Green, like Gallagher, was seen as an up-and-coming member of the Republican Conference, who just led the impeachment of Homeland Security Secretary Alejandro Mayorkas. The wave of retirements points to Republicans’ frustration with the gridlocked and dysfunctional House. Losing key senior members, and some of the party’s more pragmatic lawmakers, is likely to sap the party of leadership and policy expertise — making it all the more difficult for them to pursue serious legislation going forward, and potentially elevating the growing crowd of lawmakers more interested in political spectacle than governing.

final battle
Israel facing military, diplomatic dilemma as attention turns to Rafah

As Israel turns its attention to Gaza’s southernmost Hamas stronghold, Rafah, and what could be its final big battle in the war against the Islamist terror group, it faces a complex military challenge in a densely packed urban arena and a diplomatic pressure point as some of its closest allies call for restraint and even an immediate cease-fire. While four Hamas battalions are believed to be largely intact in Rafah and most of the Iranian-backed group’s senior leadership, including Oct. 7 mastermind Yahya Sinwar, is thought to be hiding there, the presence of more than 1.5 million civilians – many of whom fled fighting in the northern and central parts of the Strip over the last four months – sheltering in the area has drawn broad international concern, and mounting pressure on Israel to act with greater consideration for international law, Jewish Insider’s Ruth Marks Eglash reports.
Evacuation issue: “The key to winning the war is for Israel to take over Rafah, destroy the remaining Hamas battalions and take control of the Egyptian border,” Brig.

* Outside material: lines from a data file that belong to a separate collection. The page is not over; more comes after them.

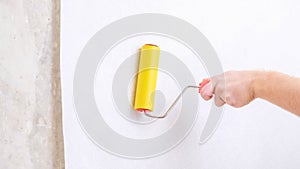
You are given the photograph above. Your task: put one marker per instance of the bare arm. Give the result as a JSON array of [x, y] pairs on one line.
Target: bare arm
[[238, 88]]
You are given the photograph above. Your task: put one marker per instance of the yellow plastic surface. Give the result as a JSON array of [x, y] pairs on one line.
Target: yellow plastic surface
[[147, 76]]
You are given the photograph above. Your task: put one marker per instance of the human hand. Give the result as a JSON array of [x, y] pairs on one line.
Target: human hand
[[235, 88]]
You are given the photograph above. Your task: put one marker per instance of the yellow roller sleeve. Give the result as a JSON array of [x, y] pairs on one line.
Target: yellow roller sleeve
[[147, 76]]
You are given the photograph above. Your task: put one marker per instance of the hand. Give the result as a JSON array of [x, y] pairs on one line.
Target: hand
[[235, 88]]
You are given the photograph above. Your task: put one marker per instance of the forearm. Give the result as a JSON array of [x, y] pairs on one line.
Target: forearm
[[279, 89]]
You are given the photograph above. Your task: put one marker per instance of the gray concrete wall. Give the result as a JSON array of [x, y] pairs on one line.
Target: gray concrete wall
[[30, 96]]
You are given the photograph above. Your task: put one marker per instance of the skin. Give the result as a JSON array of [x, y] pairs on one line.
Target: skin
[[239, 88]]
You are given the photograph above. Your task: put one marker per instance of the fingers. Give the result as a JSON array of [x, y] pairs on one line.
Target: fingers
[[207, 91], [219, 101], [215, 88]]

Gen. (ret.) Amir Avivi, CEO of the Israel Defense and Security Forum, told JI this week. A former head of the army’s engineering corps who was responsible for the Gaza region, Avivi said there were ways for the army to move the civilian population out of danger as it battled the remaining Hamas fighters. He pointed to areas west and north of Rafah, where people could shelter, and said that with Khan Younis, which sits just to the north of Rafah, soon “cleared,” people could be directed there too. “There are places to move the people,” said Avivi. “It is far less complicated than people are saying.”
Military challenges: Eyal Pinko, a retired Navy commander who served in the Israeli navy and intelligence agency for 30 years, told JI that military maneuvers in Rafah would be extremely difficult due to the large civilian presence and the fact that Hamas fighters had now embedded themselves inside that population. “The challenges are different now and you can’t bombard Rafah from the air,” Pinko, now a senior research fellow at the Begin-Sadat Center for Strategic Studies, noted, highlighting the contrast to earlier battles in the northern and central regions of Gaza, where the civilian population was easily evacuated, and Hamas terrorists operated from its underground infrastructure. “I think Israel has a huge dilemma,” observed Pinko. “There was a declaration at the beginning of the war that the first goal was to bring back the hostages and the second goal was to take out Hamas – the problem is that these two goals are contradictive to one another.”
Bonus: The Wall Street Journal reports on the “exacerbated tensions” between Israeli Prime Minister Benjamin Netanyahu and President Joe Biden.